Defining scope and materiality analysis: deciding what to assess
One of the most critical —and often least visible— elements of any impact assessment is the definition of its scope. Assessing everything leads to superficial analysis; assessing too little can obscure relevant impacts. For this reason, NAIDER’s methodology incorporates a systematic process of stakeholder identification and materiality analysis, aimed at prioritising changes that are simultaneously significant for the people affected and relevant from a social perspective.
This exercise makes it possible to justify transparently which impacts are included in the analysis and which are excluded, strengthening the legitimacy of the evaluative model and aligning it with the real concerns of the actors involved. Evaluation thus ceases to be a closed technical exercise and becomes a socially embedded process.
Indicator system: translating the intervention into observable results
The backbone of impact assessment is the indicator system. In NAIDER’s approach, this system is structured across three clearly differentiated levels:
- “Outputs”, which capture the activities delivered and their reach.
- “Outcomes”, which capture the changes produced in individuals and groups (capacities, behaviours, trajectories).
- “Impacts”, which reflect broader social and economic effects, including avoided costs or systemic improvements.

Evidence and attribution: mixed methods and triangulation
Attributing social changes to a specific intervention requires combining different sources of information. For this reason, NAIDER’s methodology is based on an evidence model grounded in mixed methods, integrating interviews, focus groups, surveys and document analysis. Triangulation across these sources makes it possible to compare results, reduce bias and understand the underlying mechanisms of change.
This approach strengthens both the analytical robustness of the model and its explanatory capacity, particularly in complex intervention contexts.
Monetisation and counterfactuality: from gross value to net impact
The monetisation of social outcomes is carried out through financial proxies that represent the economic value of changes not traded in the market. However, the initially monetised value must be adjusted in order to estimate the real net impact. These adjustments include deadweight, attribution to other agents, displacement of impacts and the decline of effects over time.

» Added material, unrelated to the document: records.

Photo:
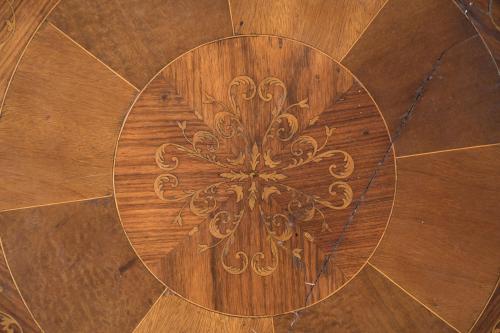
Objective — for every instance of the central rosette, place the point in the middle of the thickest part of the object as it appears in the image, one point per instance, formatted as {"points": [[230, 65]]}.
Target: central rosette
{"points": [[252, 173]]}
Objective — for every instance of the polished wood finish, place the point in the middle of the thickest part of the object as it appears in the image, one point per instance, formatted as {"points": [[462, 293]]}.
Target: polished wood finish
{"points": [[59, 125], [173, 314], [460, 108], [75, 268], [485, 15], [331, 26], [18, 21], [177, 143], [409, 70], [137, 38], [370, 303], [442, 242], [489, 321], [12, 307]]}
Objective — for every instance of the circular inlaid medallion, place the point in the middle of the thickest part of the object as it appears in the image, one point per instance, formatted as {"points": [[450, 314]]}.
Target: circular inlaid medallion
{"points": [[254, 176]]}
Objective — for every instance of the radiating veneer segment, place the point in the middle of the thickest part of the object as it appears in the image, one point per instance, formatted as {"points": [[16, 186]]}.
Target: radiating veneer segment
{"points": [[11, 303], [369, 303], [489, 321], [485, 15], [461, 104], [59, 125], [173, 200], [75, 267], [442, 242], [174, 314], [331, 26], [136, 37], [14, 37], [422, 56]]}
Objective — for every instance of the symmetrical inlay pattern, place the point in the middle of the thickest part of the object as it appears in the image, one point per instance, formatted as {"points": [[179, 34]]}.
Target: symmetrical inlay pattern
{"points": [[242, 162], [8, 324]]}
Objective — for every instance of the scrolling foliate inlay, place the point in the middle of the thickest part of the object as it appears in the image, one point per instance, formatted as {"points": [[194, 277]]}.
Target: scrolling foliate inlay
{"points": [[8, 24], [8, 324], [253, 177]]}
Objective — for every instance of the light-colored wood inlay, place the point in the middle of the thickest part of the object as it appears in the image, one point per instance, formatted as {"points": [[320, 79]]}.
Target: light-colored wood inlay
{"points": [[442, 242], [14, 314], [432, 68], [137, 38], [19, 20], [59, 125], [212, 164], [331, 26], [173, 314], [369, 303], [76, 269]]}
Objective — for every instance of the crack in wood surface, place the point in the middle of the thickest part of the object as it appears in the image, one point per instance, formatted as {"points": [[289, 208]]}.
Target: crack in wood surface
{"points": [[405, 118]]}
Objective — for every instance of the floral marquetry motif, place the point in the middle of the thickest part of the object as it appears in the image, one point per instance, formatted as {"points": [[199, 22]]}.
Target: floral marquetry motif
{"points": [[254, 175], [242, 167]]}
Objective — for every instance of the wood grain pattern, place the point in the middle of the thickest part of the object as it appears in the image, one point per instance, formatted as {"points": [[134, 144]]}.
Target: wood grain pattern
{"points": [[59, 125], [173, 314], [442, 242], [137, 38], [401, 67], [28, 14], [75, 268], [11, 303], [485, 15], [461, 104], [261, 220], [489, 321], [331, 26], [370, 303]]}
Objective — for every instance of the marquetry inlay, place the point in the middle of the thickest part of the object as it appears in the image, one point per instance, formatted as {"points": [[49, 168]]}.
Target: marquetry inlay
{"points": [[8, 324], [243, 165]]}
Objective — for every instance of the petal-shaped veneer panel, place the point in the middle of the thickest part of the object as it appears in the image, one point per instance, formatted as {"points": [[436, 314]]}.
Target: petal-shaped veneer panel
{"points": [[59, 125], [23, 18], [136, 37], [369, 303], [485, 15], [243, 164], [331, 26], [460, 106], [421, 59], [489, 321], [75, 268], [442, 243], [173, 314], [12, 308]]}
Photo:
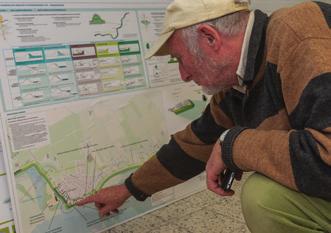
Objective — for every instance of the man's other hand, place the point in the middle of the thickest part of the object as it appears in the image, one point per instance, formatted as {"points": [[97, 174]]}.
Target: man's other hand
{"points": [[215, 166], [107, 200]]}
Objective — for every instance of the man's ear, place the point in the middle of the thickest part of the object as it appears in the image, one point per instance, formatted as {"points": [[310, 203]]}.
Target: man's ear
{"points": [[209, 37]]}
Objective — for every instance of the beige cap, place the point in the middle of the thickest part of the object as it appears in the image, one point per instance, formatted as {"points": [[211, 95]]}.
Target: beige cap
{"points": [[184, 13]]}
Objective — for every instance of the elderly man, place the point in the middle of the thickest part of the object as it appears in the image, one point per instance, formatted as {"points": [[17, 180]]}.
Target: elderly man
{"points": [[270, 112]]}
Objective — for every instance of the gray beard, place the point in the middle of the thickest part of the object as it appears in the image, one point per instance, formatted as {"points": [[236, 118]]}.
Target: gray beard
{"points": [[211, 90]]}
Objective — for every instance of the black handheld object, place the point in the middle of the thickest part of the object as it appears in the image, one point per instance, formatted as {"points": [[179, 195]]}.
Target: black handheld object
{"points": [[226, 179]]}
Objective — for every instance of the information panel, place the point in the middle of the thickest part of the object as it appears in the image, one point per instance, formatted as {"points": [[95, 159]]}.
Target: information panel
{"points": [[81, 109]]}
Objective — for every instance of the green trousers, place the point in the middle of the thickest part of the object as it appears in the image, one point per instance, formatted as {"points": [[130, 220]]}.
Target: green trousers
{"points": [[269, 207]]}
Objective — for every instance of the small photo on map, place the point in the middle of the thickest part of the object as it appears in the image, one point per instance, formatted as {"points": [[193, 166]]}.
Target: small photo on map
{"points": [[4, 230]]}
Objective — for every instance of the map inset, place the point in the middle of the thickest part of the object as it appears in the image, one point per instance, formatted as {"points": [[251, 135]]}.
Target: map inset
{"points": [[89, 148]]}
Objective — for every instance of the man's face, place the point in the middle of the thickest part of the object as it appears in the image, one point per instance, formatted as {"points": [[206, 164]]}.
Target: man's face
{"points": [[203, 70]]}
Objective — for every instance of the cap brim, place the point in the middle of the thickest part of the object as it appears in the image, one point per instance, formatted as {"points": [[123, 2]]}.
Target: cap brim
{"points": [[159, 47]]}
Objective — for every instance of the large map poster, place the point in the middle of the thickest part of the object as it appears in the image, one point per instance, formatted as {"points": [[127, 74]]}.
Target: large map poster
{"points": [[82, 109]]}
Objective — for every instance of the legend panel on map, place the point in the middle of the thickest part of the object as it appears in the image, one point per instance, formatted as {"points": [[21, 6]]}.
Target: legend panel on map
{"points": [[50, 74]]}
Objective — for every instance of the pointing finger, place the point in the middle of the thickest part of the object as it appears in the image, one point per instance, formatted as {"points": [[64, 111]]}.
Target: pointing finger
{"points": [[87, 200]]}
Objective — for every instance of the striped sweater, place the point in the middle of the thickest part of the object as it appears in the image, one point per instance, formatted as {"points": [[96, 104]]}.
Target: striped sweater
{"points": [[281, 127]]}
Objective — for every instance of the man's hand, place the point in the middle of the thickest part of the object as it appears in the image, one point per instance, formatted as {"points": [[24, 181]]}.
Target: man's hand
{"points": [[108, 199], [215, 166]]}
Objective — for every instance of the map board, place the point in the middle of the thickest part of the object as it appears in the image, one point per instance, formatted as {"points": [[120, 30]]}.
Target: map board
{"points": [[81, 109]]}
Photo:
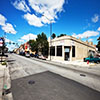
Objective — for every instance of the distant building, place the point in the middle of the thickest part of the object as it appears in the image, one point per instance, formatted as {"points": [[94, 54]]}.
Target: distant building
{"points": [[68, 48]]}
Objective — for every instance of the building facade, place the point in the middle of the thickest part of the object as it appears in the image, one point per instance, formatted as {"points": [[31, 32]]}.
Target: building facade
{"points": [[68, 48]]}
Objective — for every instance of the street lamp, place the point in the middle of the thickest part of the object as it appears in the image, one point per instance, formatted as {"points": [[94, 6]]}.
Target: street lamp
{"points": [[50, 34]]}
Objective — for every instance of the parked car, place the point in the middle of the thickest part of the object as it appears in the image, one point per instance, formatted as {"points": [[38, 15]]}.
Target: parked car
{"points": [[32, 55], [27, 54], [42, 57], [36, 56], [92, 59]]}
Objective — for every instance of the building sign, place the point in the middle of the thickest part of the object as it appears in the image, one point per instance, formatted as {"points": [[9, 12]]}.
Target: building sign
{"points": [[72, 43], [67, 49], [1, 42]]}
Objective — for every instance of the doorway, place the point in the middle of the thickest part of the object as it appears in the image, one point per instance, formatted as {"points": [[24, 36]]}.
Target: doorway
{"points": [[67, 53]]}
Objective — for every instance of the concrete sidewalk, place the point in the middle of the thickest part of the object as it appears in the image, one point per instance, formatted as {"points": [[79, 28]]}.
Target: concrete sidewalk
{"points": [[76, 65], [5, 83]]}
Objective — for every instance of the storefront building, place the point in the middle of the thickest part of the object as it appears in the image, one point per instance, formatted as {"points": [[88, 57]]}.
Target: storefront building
{"points": [[68, 48]]}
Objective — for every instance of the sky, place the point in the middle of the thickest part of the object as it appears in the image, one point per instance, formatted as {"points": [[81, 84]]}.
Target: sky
{"points": [[22, 20]]}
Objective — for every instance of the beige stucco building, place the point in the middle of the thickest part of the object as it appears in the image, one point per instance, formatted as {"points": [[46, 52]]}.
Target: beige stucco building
{"points": [[68, 48]]}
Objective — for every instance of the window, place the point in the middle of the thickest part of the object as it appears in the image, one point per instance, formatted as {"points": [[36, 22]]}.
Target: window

The systematic specification of these adjustments is a core element of methodological rigour and makes it possible to interpret the SROI ratio with caution, avoiding simplistic or inflated readings of the value generated.
Beyond the ratio: the “Value for Money” approach
Although SROI provides a powerful synthesis of the value generated, an evaluation oriented towards decision-making cannot rely solely on a single monetary indicator. The “Value for Money” approach introduces a structured evaluative judgement framework that makes it possible to assess, in an integrated manner, the relevance, effectiveness, efficiency, equity and sustainability of interventions.
This framework connects evidence with explicit criteria and facilitates comparison, learning and improvement, reinforcing the role of evaluation as a strategic tool.
Evaluation as an infrastructure for transition
Understood in this way, social impact assessment is not limited to producing reports, but builds a knowledge infrastructure: a validated theory of change, a stable indicator system, a traceable “SROI” (Social Return on Investment) model and a replicable “Value for Money” evaluative judgement framework. This infrastructure makes it possible to better orient public and social decisions, strengthen the legitimacy of interventions and learn in a systematic way.
In a context of deep and uncertain transitions, assessing impact is neither a luxury nor a mere administrative requirement: it is a necessary condition for governing change with responsibility and sound judgement.